Aside from intrinsic molecular mechanisms [121], tumor chemoresistance is also affected by the biochemical and physical properties of the tumor microenvironment [122,123,124]. Specifically, the chemotherapeutic response of ovarian cancer cells in vitro is markedly affected by substrate stiffness; for example, during an evaluation of ovarian cancer tumor response to standard chemotherapeutic drugs (cisplatin and paclitaxel), antiproliferation effects were directly proportional to the stiffness of the substrate, thus, ovarian cancer cell lines grown on softer substrates with a lower elastic modulus were less sensitive to chemotherapeutic agents [15].

First-line management for ovarian cancer consists of surgery plus platinum-based combination chemotherapy, typically cisplatin or carboplatin, with the addition of a taxane, either paclitaxel or docetaxel [125]. Nevertheless, more than 70% of patients experience relapse after first-line therapy [126]. For patients that experience partially platinum-sensitive relapse (progression within 6 to 12 months after the last platinum-based chemotherapy treatment), the treatment has not yet been standardized [127,128,129,130,131].

Approved by the US Food and Drug Administration (FDA) in 1995, Doxil (doxorubicin HCl liposome injection, Tibotec Therapeutics, Division of Ortho Biotech Products, L.P.) was the first nanodrug marketed in the United States for the treatment of ovarian cancer in women for which the disease has progressed or recurred after platinum-based chemotherapy [132]. Many clinical trials showed response rates, progression-free survival, and overall survival similar to other platinum-based combinations, although with a more favorable toxicity profile and convenient dosing schedule when Doxil was tested [133,134].

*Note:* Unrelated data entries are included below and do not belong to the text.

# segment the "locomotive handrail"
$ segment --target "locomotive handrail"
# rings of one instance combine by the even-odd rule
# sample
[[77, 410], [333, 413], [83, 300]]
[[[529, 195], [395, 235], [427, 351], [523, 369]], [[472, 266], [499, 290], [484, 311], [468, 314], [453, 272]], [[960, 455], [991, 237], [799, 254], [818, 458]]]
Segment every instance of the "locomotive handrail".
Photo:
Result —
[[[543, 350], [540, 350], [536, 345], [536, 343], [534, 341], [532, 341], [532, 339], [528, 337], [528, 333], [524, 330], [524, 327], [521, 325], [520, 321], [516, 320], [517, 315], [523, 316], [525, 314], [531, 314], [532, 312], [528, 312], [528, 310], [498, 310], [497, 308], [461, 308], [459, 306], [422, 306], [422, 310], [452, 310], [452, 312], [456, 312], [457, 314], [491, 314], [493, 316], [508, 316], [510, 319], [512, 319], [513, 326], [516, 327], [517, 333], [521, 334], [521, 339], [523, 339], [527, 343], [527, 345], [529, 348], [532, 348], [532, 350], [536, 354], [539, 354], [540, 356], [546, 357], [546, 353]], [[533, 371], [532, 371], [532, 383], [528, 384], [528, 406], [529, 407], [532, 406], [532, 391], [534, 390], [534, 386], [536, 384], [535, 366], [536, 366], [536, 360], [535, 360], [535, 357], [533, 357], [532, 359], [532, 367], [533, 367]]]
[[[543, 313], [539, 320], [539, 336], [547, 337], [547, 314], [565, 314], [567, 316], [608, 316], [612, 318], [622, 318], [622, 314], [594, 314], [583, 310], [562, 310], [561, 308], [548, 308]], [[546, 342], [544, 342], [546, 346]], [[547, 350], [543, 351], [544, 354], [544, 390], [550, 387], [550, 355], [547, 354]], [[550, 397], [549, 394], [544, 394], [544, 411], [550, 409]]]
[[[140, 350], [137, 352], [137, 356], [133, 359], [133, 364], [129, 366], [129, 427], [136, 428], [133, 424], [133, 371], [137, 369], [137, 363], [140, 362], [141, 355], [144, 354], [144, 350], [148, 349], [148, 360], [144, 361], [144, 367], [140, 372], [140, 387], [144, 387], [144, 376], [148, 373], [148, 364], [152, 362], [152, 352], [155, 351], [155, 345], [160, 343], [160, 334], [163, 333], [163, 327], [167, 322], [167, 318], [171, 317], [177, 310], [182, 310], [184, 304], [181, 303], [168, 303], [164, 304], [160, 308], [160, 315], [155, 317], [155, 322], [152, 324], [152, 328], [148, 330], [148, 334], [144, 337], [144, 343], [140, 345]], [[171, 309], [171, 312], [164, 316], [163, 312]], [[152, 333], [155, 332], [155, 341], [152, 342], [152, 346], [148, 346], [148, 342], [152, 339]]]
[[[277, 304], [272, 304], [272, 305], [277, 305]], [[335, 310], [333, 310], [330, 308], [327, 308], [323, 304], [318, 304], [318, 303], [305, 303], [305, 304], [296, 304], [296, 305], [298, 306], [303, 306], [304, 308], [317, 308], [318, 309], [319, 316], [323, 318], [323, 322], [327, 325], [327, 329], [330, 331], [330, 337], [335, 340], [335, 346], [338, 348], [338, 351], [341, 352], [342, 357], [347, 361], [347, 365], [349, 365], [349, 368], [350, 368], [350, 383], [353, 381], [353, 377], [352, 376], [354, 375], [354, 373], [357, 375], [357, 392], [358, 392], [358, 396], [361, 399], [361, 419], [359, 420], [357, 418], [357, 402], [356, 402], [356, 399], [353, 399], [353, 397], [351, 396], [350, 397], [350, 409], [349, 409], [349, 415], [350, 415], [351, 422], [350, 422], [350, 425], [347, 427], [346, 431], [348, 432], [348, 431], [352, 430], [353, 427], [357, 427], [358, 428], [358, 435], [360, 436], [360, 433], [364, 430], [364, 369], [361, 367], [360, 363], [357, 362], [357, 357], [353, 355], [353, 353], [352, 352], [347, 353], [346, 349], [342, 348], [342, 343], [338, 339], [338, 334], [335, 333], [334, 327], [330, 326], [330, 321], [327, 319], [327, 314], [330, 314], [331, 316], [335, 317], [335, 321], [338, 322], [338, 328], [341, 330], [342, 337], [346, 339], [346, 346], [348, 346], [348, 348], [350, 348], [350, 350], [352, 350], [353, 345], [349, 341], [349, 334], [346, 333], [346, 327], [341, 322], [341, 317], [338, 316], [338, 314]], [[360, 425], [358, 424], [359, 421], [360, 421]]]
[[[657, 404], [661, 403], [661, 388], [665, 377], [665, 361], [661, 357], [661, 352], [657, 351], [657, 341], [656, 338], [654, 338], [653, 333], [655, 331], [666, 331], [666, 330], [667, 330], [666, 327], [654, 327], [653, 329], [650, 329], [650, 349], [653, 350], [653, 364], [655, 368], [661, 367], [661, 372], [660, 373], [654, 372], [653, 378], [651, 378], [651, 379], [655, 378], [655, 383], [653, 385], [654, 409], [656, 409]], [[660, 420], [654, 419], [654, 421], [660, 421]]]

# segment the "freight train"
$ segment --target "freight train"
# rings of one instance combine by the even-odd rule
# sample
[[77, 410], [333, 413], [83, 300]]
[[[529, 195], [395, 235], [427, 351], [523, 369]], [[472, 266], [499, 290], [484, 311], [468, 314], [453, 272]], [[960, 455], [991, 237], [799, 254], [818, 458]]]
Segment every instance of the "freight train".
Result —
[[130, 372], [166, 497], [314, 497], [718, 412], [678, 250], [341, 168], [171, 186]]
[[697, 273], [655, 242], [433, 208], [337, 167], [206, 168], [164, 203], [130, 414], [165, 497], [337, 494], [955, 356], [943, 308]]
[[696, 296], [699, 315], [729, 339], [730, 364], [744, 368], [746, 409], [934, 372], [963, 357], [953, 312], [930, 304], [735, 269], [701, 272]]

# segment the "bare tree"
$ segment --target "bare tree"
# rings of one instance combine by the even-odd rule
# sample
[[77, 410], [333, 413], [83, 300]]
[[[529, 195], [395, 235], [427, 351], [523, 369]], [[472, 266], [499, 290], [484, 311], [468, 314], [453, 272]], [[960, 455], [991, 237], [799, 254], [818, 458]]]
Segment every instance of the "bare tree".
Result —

In line with these results, we tested the cytotoxic effects of free DOXO and DOXO-LIPO on cis-platinum-resistant SKOV3 [135], OVCAR-3 [136], and Caov-3 [137] cell lines grown in 2D and on 3D MS and NS scaffolds. We reported a higher resistance to treatment in 3D vs. 2D culturing conditions, further stressing the importance of adopting 3D models to perform more reliable in vitro drug screening and dosing. Furthermore, among the different ovarian cancer cell lines, Caov-3 was more sensitive to both DOXO and DOXO-LIPO treatment, pointing out the necessity to include many different cell lines or primary cells when performing cancer studies evaluating potential patient–treatment responses. Finally, both OVCAR-3 and SKOV3 showed a higher resistance to treatment when grown on NS scaffolds, and a more sensitive phenotype when grown on stiffer MS scaffolds, thus confirming a previous study reporting cell growth inhibition by doxorubicin in response to ECM rigidity [138].

5. Conclusions

To summarize, the inclusion of physical parameters in 3D in vitro model design will help configure a microenvironment closer to native tissues, which could sustain meaningful cell culture conditions for cancer research and drug testing. Envisioning a clinical application, the use of patient-derived primary cells in combination with a 3D biomechanical scaffold, could be used to assess the likelihood of a favorable outcome to tumor treatment, and eventually suggest possible alternative patient-tailored options.